Doug Robinson aurait fait miroiter d'«énormes avantages» aux membres de la direction pour que ceux-ci favorisent la transaction. Au départ, Lowe's n'était intéressée que par les quincailleries de grande surface et aurait proposé de rétrocéder les magasins de petite taille à Rona. Un scénario irréaliste, de l'avis de Robert Dutton.

Ce dernier rapporte qu'il revient à la charge avec son offre. Il propose de racheter «tous les Lowe's rentables au Canada» en plus d'offrir une participation minoritaire dans Rona. La rencontre se termine donc mal et Robert Dutton quitte avec le sentiment que Lowe's va tenter sa chance de mettre la main sur Rona avec l'appui d'importants actionnaires.

Pour contrer une éventuelle offre d'achat hostile de Lowe's, Robert Dutton entreprend de rassembler une minorité de blocage. Cela consiste à obtenir l'appui d'actionnaires détenant 34 pour cent des parts de l'entreprise pour bloquer toute tentative de prise de contrôle.

Avec l'appui de la Caisse de dépôt et placement du Québec, d'Investissement Québec, du Fonds de solidarité de la FTQ et des marchands affiliés et franchisés, le PDG consolide sa minorité de blocage. C'est ce qui permettra d'empêcher une première tentative d'achat de Lowe's en 2012.

Les Américains reviendront cependant à la charge en 2016. À ce moment, tous les obstacles qui avaient empêché la transaction de se conclure en 2012 ont disparu. Robert Dutton a été congédié, le conseil d'administration est désormais contrôlé par une majorité d'Ontariens et la minorité de blocage s'est écroulée parce qu'Investissement Québec a revendu son bloc d'actions représentant neuf pour cent de Rona. Une décision que ne s'explique pas Robert Dutton.

«Il apparaît invraisemblable que son démantèlement en 2015 soit le résultat fortuit d'une »décision de placement«, effectuée sur une base purement financière», déplore-t-il en laissant sous-entendre que le gouvernement du Québec et la Caisse de dépôt et placement étaient au courant de cette décision et de son impact sur l'avenir du fleuron québécois.

«On n'est pas dans un scénario du »oups! Je viens de démanteler une minorité de blocage, je n'ai pas fait exprès!«», ironise l'ex-PDG qui aura dirigé Rona durant 20 ans.

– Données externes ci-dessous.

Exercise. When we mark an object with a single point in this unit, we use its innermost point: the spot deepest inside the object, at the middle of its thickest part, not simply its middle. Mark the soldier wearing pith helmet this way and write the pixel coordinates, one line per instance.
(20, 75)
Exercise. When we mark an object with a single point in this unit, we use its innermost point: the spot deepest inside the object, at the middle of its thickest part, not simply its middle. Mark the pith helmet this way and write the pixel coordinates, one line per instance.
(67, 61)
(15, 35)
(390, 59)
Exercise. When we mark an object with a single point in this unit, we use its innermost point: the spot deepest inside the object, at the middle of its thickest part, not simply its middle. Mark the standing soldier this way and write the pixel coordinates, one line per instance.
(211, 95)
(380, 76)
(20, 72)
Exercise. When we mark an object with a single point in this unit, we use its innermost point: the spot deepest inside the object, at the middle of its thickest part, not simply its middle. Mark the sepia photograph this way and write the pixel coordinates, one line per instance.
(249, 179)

S'il reconnaît que ce n'est pas nécessairement le mandat d'Investissement Québec de conserver une participation aussi importante dans une entreprise inscrite en bourse, M. Dutton croit que le gouvernement aurait pu faire les démarches pour trouver des investisseurs intéressés par la relance de Rona.

Robert Dutton garde l'impression que ni le conseil d'administration (contrôlé par des Ontariens), ni la Caisse de dépôt, ni Investissement Québec, ni le gouvernement n'étaient intéressés à poursuivre la relance de RONA. «Cette volonté a fait défaut», conclut-il.

Une flèche au PQ

Dans son récit des événements, Robert Dutton revient sur la saga entourant le défunt ministre libéral Jacques Daoust qui lui avait affirmé «je ne veux plus entendre parler de Rona», alors même qu'il était président d'Investissement Québec.

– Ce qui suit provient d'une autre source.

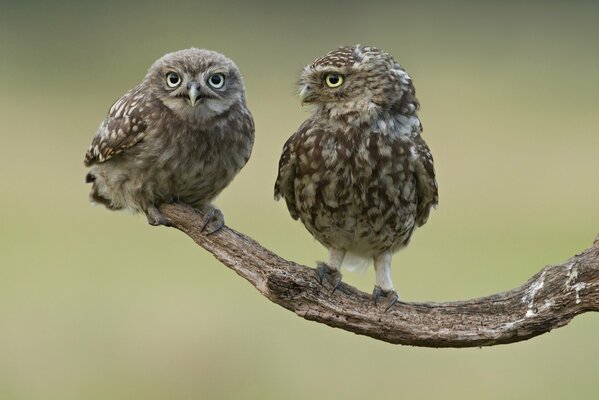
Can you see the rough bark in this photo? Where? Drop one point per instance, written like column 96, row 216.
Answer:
column 548, row 300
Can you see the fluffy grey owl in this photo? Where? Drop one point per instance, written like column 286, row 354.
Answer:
column 180, row 136
column 357, row 172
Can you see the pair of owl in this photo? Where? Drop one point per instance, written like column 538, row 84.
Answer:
column 357, row 172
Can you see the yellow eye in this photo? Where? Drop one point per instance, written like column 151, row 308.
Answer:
column 333, row 80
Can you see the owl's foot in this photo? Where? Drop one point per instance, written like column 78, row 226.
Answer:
column 322, row 270
column 155, row 218
column 392, row 294
column 214, row 220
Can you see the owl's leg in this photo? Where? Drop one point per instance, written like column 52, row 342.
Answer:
column 155, row 218
column 214, row 219
column 332, row 268
column 384, row 285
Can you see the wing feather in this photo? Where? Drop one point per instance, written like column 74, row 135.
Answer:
column 426, row 183
column 285, row 183
column 123, row 128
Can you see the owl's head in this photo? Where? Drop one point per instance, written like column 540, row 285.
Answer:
column 196, row 84
column 357, row 82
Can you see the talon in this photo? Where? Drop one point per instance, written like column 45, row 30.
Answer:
column 213, row 215
column 322, row 269
column 392, row 301
column 155, row 218
column 336, row 283
column 392, row 294
column 376, row 294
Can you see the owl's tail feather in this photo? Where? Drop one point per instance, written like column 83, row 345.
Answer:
column 356, row 263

Il règle aussi certains comptes avec le président et chef de la direction de la Caisse de dépôt et placement du Québec, Michael Sabia, qui serait le véritable responsable de son congédiement.

Toutefois, on apprend aussi que le Parti québécois aurait indirectement joué un rôle dans l'éventuelle vente de Rona en restant impassible face à la prise de contrôle du conseil d'administration par une majorité d'Ontariens.

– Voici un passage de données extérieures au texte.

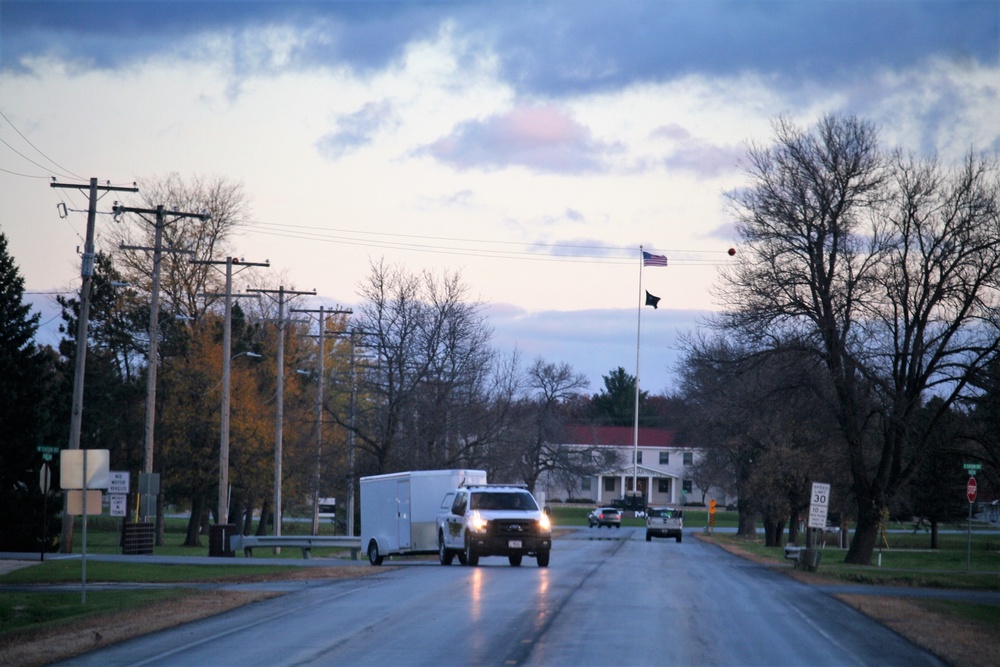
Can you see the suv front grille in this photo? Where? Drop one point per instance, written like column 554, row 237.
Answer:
column 512, row 528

Au chapitre 21 du livre publié aux Éditions Origo, M. Dutton explique que la Caisse de dépôt et un important investisseur, Invesco, ont conclu une entente pour apporter des changements au conseil d'administration de Rona.

Ces modifications ont fait en sorte d'ajouter deux sièges pour passer de 12 à 14 administrateurs et de faire entrer huit nouveaux administrateurs. Il ne restait donc plus que six anciens, qui se retrouvaient minoritaires.

«Le contrôle du conseil passe clairement aux mains des Ontariens avec une majorité d'anglophones et tout ça pendant (que) le gouvernement du Québec est entre les mains du Parti québécois. Où étaient Madame (Pauline) Marois et Monsieur (Nicolas) Marceau, alors ministre des Finances? Ont-ils approuvé ces changements», s'interroge l'homme d'affaires.